Monday, 28 September 2015


Reader Sasha describes an amazing holiday in Moscow… with a trip to Wonderland thrown in for good luck!

Sasha says:
This summer had a real Alice in Wonderland theme for me, in more ways than one.

First of all, I went on holiday to Moscow, the capital city of Russia. We go over to Russia every year to see our family - both my mum and dad come from Moscow and my grandparents and cousins still live there. But I was born in Edinburgh, and have always lived here.

Moscow is an awesome place to visit - there are lots of interesting things to see. This year, though, there was an amazing Alice in Wonderland exhibition. There were lots of big rooms - the White Rabbit's house, a room with the White Queen's throne and the Queen of Hearts' throne, a gigantic teacup the size of me and lots more besides! I even got to be a part of the Mad Hatter's tea party which was very cool!

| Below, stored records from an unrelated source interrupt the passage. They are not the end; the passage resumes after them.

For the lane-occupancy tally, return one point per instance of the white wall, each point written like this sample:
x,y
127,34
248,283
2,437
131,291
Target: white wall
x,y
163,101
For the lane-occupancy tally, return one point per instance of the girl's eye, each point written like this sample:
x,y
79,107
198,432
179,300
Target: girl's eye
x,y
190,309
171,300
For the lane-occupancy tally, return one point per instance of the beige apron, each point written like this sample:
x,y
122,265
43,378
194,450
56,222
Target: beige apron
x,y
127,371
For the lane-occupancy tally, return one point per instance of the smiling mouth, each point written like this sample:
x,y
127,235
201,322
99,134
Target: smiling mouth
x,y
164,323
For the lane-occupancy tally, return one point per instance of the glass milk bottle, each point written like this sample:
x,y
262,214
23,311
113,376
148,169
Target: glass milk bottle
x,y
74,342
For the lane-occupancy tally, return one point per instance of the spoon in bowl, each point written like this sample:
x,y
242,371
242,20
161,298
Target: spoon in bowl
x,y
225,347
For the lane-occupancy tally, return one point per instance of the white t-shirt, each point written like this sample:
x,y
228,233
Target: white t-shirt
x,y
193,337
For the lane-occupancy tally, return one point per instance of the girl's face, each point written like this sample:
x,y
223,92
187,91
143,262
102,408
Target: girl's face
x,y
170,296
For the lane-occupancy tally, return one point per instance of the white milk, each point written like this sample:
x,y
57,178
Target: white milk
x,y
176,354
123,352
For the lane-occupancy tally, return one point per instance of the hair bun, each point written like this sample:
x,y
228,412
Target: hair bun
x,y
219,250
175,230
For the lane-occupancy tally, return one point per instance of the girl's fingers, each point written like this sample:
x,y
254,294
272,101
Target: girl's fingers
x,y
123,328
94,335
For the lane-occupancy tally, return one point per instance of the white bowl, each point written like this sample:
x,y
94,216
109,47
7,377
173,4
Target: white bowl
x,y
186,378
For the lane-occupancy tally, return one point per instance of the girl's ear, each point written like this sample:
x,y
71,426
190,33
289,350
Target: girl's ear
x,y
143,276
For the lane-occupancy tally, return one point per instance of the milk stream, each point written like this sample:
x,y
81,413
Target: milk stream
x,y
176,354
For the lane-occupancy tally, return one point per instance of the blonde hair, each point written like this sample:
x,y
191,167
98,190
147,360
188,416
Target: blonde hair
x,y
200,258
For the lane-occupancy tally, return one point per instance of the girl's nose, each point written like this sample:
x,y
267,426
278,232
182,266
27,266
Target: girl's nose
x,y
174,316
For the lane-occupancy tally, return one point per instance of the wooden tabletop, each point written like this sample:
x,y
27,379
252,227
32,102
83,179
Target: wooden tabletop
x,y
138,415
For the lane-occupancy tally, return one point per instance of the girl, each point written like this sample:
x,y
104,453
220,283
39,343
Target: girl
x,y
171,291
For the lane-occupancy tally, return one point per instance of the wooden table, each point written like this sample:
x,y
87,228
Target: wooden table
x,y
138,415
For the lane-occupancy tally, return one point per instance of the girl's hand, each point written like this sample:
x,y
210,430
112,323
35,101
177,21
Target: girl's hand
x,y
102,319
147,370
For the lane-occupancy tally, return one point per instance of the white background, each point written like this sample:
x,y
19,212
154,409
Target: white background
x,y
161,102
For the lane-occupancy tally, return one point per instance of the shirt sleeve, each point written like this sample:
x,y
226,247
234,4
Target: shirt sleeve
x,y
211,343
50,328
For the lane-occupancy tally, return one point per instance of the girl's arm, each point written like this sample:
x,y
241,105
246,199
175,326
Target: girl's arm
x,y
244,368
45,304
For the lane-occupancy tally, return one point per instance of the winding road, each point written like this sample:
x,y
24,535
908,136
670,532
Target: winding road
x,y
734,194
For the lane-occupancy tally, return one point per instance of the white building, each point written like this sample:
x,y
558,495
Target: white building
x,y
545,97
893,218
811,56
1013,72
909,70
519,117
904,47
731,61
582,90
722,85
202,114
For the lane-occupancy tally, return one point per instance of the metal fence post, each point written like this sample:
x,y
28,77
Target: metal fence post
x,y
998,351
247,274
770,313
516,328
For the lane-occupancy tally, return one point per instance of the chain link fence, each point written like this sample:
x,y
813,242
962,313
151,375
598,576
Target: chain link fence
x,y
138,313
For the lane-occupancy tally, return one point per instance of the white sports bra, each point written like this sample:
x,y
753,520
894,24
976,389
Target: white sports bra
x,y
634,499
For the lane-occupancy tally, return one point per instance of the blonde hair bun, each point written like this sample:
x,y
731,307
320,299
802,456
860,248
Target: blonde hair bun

When we came back from Moscow, it was Festival  time in Edinburgh, and the Edinburgh Book Festival was under way… we booked tickets to see Cathy Cassidy talking about her new novel LOOKING GLASS GIRL. The book has a Wonderland theme but with a modern twist! I had already read LOOKING GLASS GIRL and loved it. I liked how Cathy described the Alice-themed sleepover in little flashbacks, so that you only find out what has actually happened near the end of the book. It was lovely to meet Cathy - a great end to a real Wonderland summer!